Mr. Obama refused to rule out charging the commission with finding deficit solutions, including a value-added tax that would be the first-ever broad national tax on consumption.
One clue that both parties are getting serious about addressing the deficit problem is neither the White House nor congressional leaders of either party chose to single out for attack the others’ unusually frank discussion on Social Security.
In fact, the interview in which Mr. Boehner detailed his views on Social Security was the same one in which he suggested that the Democrats’ Wall Street regulatory reforms were like killing “ants” with a nuclear weapon — comments that the White House and liberal groups immediately denounced.
Mr. Boehner advocated continued free spending on defense and said that should Republicans take control of the House in the fall elections, one of his first acts as speaker would be to repeal the $534 billion in Medicare cuts used to finance the Democrats’ expansion of health care this year.
Many of those cuts are the same ones seen in a Republican budget plan, the only one to date that carries out the GOP pledge to get the deficit under control without tax increases, authored by Rep. Paul D. Ryan of Wisconsin.
Mr. Hoyer repeated a frequent Democratic defense of the gaping exemptions in congressional budget rules, which generally require new spending programs to be offset by spending cuts or tax increases elsewhere in the budget.

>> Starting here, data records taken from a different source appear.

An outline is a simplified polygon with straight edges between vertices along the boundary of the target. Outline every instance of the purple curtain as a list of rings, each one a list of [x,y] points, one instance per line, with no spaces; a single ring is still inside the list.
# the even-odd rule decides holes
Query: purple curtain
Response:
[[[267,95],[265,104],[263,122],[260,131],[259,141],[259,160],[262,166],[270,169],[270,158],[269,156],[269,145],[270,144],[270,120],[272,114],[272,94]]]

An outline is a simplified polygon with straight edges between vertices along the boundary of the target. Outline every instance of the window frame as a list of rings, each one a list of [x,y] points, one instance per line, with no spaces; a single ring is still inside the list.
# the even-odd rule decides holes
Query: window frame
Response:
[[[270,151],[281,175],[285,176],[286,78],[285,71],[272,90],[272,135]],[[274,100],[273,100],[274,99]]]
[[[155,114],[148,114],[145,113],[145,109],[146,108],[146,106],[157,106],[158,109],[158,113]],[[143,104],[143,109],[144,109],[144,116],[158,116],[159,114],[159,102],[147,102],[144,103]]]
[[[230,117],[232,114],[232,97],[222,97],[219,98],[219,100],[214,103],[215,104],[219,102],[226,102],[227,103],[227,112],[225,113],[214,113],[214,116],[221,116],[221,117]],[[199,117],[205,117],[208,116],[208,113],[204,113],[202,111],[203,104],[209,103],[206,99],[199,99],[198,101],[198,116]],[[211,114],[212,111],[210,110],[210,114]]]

Excluded from those “pay-as-you-go” rules are such major trillion-dollar expenses as Medicare doctor reimbursements and President George W. Bush’s tax cuts for the middle class. Mr. Hoyer said that was because Congress would routinely override the rules to keep those programs in place, and render the law “toothless.”
Still, good government groups were impressed at how far the leaders went toward signaling a consensus on ensuring the solvency of Social Security — one of the government’s biggest long-term budget challenges.
“It seems political leaders are finally getting the message” that the public wants action, said the Committee for a Responsible Federal Budget in a blog on Social Security. “Just getting congressional lawmakers to propose solutions in public has been difficult to come by. Not anymore.”
Congressional leaders have come to realize that Social Security — once considered the untouchable “third rail” of politics — is now the “low-hanging fruit” among the many seemingly intractable budget problems facing Congress, the committee said.
“Compared to fixing Medicare or making significant changes to our tax system, reforming Social Security is a walk in the park,” it said. “The funding gap is much smaller than it is for Medicare, and the options to solve Social Security’s problems are clear and easy to quantify.”
It helps that European countries from France and Britain to Greece are moving toward raising the retirement age for their pension systems to address their serious overspending problems and reassure investors in European debt markets.
The International Monetary Fund recently noted that solving such long-term budget problems carries the advantage of calming financial markets today while posing no immediate threat to economic growth like raising taxes or cutting stimulus spending.